I think the PSoC5 is suited for that - doing the complicated stuff in hardware is the main purpose of the whole UDB / Datapath.
I don't think you will hit timing problems with your external CPU running at 2MHz. The main problem might be that your state machine and decoder logic might eat up the UDBs.
That said, you should look how muich of the resources you are already using (look in the generated *.rpt file). You can move over logic to the datapath (probably you already did that). There is a DFB block that is a small CPU core on its own, but uits quite difficult to use for your use case I'm afraid.
Thank you for the swift response! It is reassuring to know hear I'm not entirely on the wrong track.
At the moment I'm basically only using four datapaths and a few PLDs for glue logic, and so at this stage I don't anticipate squeezing things into the 24 available UDBs to be a problem.
My main worry was running into timing and routing limits not immediately apparent, e.g. in shuffling the 32 bus signals back and forth between the parallel inputs/outputs of the UDBs. Every captured MPU cycle will require on the order of four short DMAs, and so I'm hoping that clocking the system at 20-40x the frequency will be sufficient. I have occasionally seen synthesis warnings about timing violations, but for now I'll chalk that up to not really having a clue what I'm doing.
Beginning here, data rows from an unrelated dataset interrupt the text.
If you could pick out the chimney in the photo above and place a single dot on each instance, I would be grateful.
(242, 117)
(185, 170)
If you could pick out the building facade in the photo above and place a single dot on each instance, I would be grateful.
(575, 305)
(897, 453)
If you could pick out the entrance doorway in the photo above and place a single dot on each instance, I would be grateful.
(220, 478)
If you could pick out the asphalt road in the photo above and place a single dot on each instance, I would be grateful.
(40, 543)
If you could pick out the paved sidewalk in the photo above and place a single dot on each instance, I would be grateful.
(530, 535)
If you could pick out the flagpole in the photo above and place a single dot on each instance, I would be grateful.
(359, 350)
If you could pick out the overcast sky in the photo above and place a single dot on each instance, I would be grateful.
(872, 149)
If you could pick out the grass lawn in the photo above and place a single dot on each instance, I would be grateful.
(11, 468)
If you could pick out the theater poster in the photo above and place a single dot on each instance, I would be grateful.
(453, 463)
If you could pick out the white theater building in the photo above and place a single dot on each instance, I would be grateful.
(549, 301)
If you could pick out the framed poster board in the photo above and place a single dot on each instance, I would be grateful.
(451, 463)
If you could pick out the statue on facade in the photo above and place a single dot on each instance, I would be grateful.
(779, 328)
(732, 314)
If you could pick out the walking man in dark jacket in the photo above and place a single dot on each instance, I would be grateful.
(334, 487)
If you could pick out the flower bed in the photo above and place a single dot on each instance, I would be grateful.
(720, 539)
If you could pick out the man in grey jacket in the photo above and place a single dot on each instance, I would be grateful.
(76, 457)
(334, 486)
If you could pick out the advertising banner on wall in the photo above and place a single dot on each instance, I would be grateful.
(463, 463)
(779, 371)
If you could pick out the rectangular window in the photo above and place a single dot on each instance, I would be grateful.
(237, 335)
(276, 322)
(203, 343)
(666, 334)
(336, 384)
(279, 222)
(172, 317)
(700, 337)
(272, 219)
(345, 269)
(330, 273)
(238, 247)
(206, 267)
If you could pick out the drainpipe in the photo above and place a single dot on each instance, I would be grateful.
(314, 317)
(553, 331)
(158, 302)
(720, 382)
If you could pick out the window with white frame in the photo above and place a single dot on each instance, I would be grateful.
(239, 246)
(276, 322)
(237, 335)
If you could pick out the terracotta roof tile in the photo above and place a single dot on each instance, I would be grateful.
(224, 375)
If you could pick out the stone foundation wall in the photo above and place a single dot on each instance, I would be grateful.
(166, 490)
Oh, and I'll read up on those DFBs. Initially dismissed it as some sort of DSPs unsuited for my workload but it may prove to be useful, especially if I decide to attempt real-time parallel emulation of the CPU for non-intrusive tracing.
You need to look carefully at the architecture TRM about the DMA. Each DMA transaction incurs a setup / start delay, you need to check whether your timing is still valid. The internal routing is quite fast, even complex designs can run with at least 16MHz.
It might be better to handle the breakpoint logic within a 16bit UDB, it should be able to compary addresses much faster.
Yes, the DFB is basically a DSP engine, but it can to arithmetics quite well, and has a small memory. But as I said, it will be difficult to use, esp. since the documentation is still sparse around it.